Starting point is 00:06:24 Yeah. So they are a sort of trickster god who was evidently employed by an enemy of the emperor to pretend to be a beautiful woman and carry out this assassination attempt. Emperor got wind of it, not sure exactly how, maybe looked down and the feet were Fox's feet. Yeah. Or she made a yowling noise at night time. You can tell from the shape of their droppings. Yes.

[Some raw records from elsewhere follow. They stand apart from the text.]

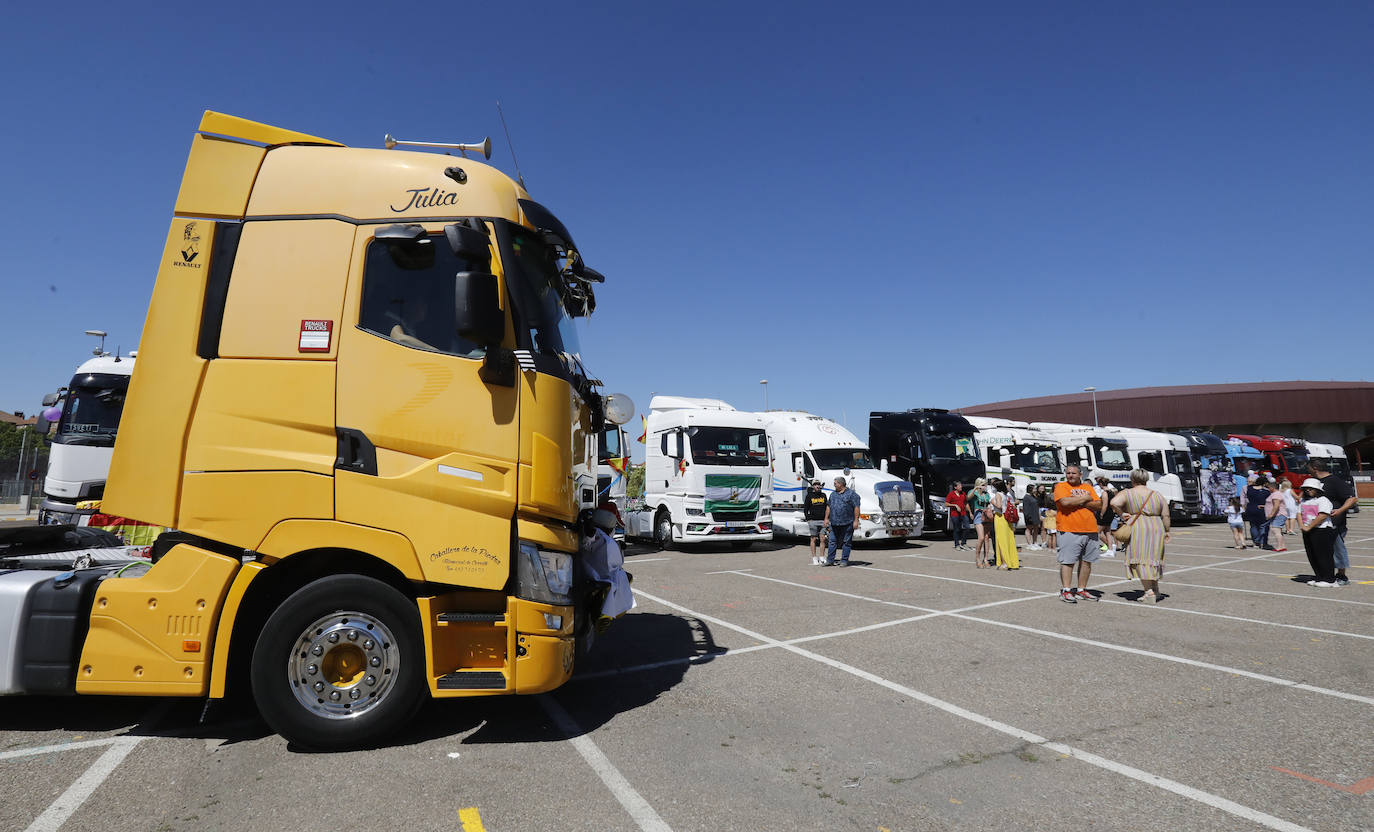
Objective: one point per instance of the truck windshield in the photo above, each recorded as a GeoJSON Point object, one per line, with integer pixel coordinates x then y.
{"type": "Point", "coordinates": [1112, 457]}
{"type": "Point", "coordinates": [91, 413]}
{"type": "Point", "coordinates": [1035, 459]}
{"type": "Point", "coordinates": [539, 291]}
{"type": "Point", "coordinates": [1296, 460]}
{"type": "Point", "coordinates": [951, 446]}
{"type": "Point", "coordinates": [609, 448]}
{"type": "Point", "coordinates": [1180, 461]}
{"type": "Point", "coordinates": [728, 446]}
{"type": "Point", "coordinates": [834, 459]}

Starting point is 00:06:48 If it tapers to a point, that's fox rather than a local dog. And the difference between human? Smaller. In the garden? And in the garden usually, yeah. So this particular one was killed or trapped in a stone, which was said to release poisonous gases but what has happened now is that stone split in two shattered yeah broken asunder yeah it is cleft
Starting point is 00:07:16 it's near mount nasu there are hot springs which are giving off a lot of sulfuric smells ah right yeah which explains the poison gas, I think. The poison gas thing. So it's actually quite a deadly area. But this rock has, yeah, totally split in two. And they think... Who's they? That the demon spirit... Local authorities.
Starting point is 00:07:33 ...may be resurrected after a thousand years. Or... Or it could be rainwater. It was seeped in and then frozen and then cracked. Masaharu Sugawara, the head of a local volunteer guide group, is quoted as saying it was a shame that the stone had split. I like the way the quote in the Guardian article is just the word shame. Yeah.
Starting point is 00:07:54 In quotes. He doesn't seem exceptionally loquacious for the head of a local volunteer guide group. What do you think of it? Shame. Just one word. Rock. That was the tour previously and then we just point and says shame shame for shame shame yeah so once again this was an elaborate advert for a
Starting point is 00:08:13 live stream again it was we're doing a live stream that's tonight that is tonight thursday the 24th of march 8 30 p.m greenwich means time greenwich means time. Greenwich means time. Think Greenwich. Think time. Oh, this is good. So join us on youtube.com forward slash lawmenpodcast. Or twitch.tv forward slash lawmenpod. Have you got a story planned for me, James? Oh, big time. Yeah?
Starting point is 00:08:37 Yeah, I went to Norfolk. Yeah? I'd made a field report trying to find that blooming peddler of Swatham sign. Twist is, I find it and I'm still annoyed. Just, yeah, like all the greatest stories, you know, we completed the journey. But in a sense, nothing has changed. Basically, it's sort of a YouTube format Moby Dick. There's a whole five minutes where I talk about whale penises.
Starting point is 00:09:06 When I get whale penises wrong.